Carboplatin and paclitaxel treatment were initiated. After one cycle of chemotherapy, a new CTCs analysis was performed, but the blood sample for ISET was not suitable for analysis (because of coagulation due to lack of blood agitation after collection), thus we could perform the immunomagnetic separation (Miltenyi kit) method only which showed 13.7 CTC/mL (total 110 in 8 mL) with high expression of CK and morphology as in the first analysis, possibly suggesting a response to treatment. However, the number of CTCs was still high and could represent a potential minimal residual disease (9,10); Events that were observed during the time course of patient disease.

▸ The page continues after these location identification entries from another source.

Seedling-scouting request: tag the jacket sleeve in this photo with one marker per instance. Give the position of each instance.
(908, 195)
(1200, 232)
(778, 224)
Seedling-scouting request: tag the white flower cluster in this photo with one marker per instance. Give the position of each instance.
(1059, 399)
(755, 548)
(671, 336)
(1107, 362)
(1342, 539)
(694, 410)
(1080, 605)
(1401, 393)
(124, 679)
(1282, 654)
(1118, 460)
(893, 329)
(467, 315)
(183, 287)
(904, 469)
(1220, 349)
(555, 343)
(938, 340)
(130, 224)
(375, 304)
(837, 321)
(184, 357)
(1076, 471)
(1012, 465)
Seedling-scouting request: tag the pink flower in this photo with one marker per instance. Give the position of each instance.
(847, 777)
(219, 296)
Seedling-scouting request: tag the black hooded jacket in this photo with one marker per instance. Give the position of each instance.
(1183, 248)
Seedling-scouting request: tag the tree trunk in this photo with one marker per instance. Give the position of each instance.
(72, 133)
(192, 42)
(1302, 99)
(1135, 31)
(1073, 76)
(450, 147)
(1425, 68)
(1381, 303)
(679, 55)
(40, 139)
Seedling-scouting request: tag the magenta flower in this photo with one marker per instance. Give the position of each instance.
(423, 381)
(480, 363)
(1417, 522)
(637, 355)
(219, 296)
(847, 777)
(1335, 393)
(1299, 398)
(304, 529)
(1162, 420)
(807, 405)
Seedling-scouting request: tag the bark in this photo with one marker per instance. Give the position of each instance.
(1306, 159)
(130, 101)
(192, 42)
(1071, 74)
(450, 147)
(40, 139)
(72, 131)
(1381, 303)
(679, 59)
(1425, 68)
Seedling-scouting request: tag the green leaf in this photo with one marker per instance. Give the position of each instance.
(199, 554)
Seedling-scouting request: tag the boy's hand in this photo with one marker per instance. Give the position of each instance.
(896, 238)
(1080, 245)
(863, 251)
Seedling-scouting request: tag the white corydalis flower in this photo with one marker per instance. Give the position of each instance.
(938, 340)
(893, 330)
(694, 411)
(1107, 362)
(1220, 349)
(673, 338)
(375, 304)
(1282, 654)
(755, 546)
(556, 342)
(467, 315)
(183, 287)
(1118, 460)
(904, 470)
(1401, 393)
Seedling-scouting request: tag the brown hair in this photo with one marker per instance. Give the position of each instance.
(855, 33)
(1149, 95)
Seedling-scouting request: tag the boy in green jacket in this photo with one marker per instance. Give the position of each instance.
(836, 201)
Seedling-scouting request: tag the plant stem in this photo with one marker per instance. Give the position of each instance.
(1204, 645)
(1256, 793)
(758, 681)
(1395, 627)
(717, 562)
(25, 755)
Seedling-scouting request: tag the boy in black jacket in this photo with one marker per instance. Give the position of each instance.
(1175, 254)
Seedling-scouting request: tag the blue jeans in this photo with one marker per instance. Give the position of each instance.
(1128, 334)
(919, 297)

Despite the decreased number of CTC detected by Miltenyi, the imaging studies showed a progression of the disease. Figure 1A,B, shows that, although there was no significant difference in tumor size in a 4-month interval between diagnosis and the end of the third cycle of chemotherapy, a new lung lesion measuring 8 mm and pleural progression were identified, demonstrating disease progression according to Response Evaluation Criteria In Solid Tumors (RECIST) (11). This CT scan performed after the third cycle of chemotherapy (4-month interval since the discovery of the lung disease) also revealed progression of disease to liver (multiple nodules up to 3 cm) and retroperitoneal lymph nodes.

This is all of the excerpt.